«Una valle eminentemente moderna e poco pittoresca», dove «la leggenda, il folclore, il color locale si sono dileguati», e dove colui che vi abita «è estremamente più progredito e civile che quello di altre grandi valli alpine: ha la radio in casa ed è abbonato a un quotidiano di Torino; è in contatto con gente di città in ogni stagione dell'anno; molto spesso scende egli stesso a lavorare in città col primo treno del mattino, e risale con l'ultimo della sera».
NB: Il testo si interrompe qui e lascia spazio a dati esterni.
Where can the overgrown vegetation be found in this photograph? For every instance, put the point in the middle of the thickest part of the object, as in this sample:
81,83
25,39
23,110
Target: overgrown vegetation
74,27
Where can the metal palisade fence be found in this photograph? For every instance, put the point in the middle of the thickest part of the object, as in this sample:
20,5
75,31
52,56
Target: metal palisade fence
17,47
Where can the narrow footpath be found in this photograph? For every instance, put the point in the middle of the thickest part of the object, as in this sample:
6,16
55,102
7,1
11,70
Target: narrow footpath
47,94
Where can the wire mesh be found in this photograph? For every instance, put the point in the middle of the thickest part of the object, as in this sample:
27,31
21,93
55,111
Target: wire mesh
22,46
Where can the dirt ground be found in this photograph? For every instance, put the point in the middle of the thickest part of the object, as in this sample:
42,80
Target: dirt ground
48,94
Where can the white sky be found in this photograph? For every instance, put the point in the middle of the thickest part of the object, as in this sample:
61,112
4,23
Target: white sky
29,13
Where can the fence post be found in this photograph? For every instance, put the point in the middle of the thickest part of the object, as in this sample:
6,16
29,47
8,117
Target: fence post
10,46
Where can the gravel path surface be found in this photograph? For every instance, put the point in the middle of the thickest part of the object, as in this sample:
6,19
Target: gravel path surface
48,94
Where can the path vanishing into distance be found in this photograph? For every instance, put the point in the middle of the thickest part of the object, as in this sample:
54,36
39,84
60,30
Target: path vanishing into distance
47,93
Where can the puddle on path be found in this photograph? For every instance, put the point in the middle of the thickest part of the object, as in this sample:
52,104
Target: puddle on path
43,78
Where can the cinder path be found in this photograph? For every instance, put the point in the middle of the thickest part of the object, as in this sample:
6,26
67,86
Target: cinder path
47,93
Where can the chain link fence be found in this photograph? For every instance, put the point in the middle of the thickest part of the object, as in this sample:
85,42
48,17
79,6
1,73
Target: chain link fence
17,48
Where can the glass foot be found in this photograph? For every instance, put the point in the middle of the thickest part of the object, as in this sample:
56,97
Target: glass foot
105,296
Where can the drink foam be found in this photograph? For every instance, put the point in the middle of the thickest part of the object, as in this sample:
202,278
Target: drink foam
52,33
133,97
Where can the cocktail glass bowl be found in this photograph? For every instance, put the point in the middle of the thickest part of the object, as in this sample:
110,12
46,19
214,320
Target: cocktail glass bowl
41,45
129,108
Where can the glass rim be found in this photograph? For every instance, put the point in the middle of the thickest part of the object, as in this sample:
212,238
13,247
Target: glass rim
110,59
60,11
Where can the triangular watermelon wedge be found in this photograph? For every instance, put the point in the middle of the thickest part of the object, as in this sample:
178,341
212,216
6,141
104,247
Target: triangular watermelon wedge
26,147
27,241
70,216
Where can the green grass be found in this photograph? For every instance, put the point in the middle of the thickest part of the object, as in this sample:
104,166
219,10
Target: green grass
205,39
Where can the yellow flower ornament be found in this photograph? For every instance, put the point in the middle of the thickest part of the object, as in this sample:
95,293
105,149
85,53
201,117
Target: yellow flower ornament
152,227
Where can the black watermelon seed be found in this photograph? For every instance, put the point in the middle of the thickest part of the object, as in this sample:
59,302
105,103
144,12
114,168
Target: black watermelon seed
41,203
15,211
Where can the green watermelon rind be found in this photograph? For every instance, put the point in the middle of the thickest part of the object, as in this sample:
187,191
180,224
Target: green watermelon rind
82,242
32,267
Così nel lontano 1953 il musicologo, alpinista e resistente Massimo Mila concludeva un suo lungo articolo sulla Valle di Susa, pubblicato sulla rivista del Touring Club Italiano «Le Vie d'Italia». Una modernità che Mila attribuiva innanzitutto al ruolo della valle di millenario attraversamento transalpino, e su cui, nel corso dell'Otto e Novecento, si sarebbero progressivamente innestate la ferrovia e l'industrializzazione del fondovalle, il turismo estivo e le stazioni invernali, le nuove infrastrutture viarie e l'urbanizzazione diffusa. Una valle, quindi, per certi versi tradizionalmente urbana,
E al contempo, però, la Valle di Susa resta uno spazio estesamente intriso di enclave naturali e rurali, di incredibili montagne, di straordinarie testimonianze storiche e culturali oggi oggetto di ingenti fenomeni di patrimonializzazione.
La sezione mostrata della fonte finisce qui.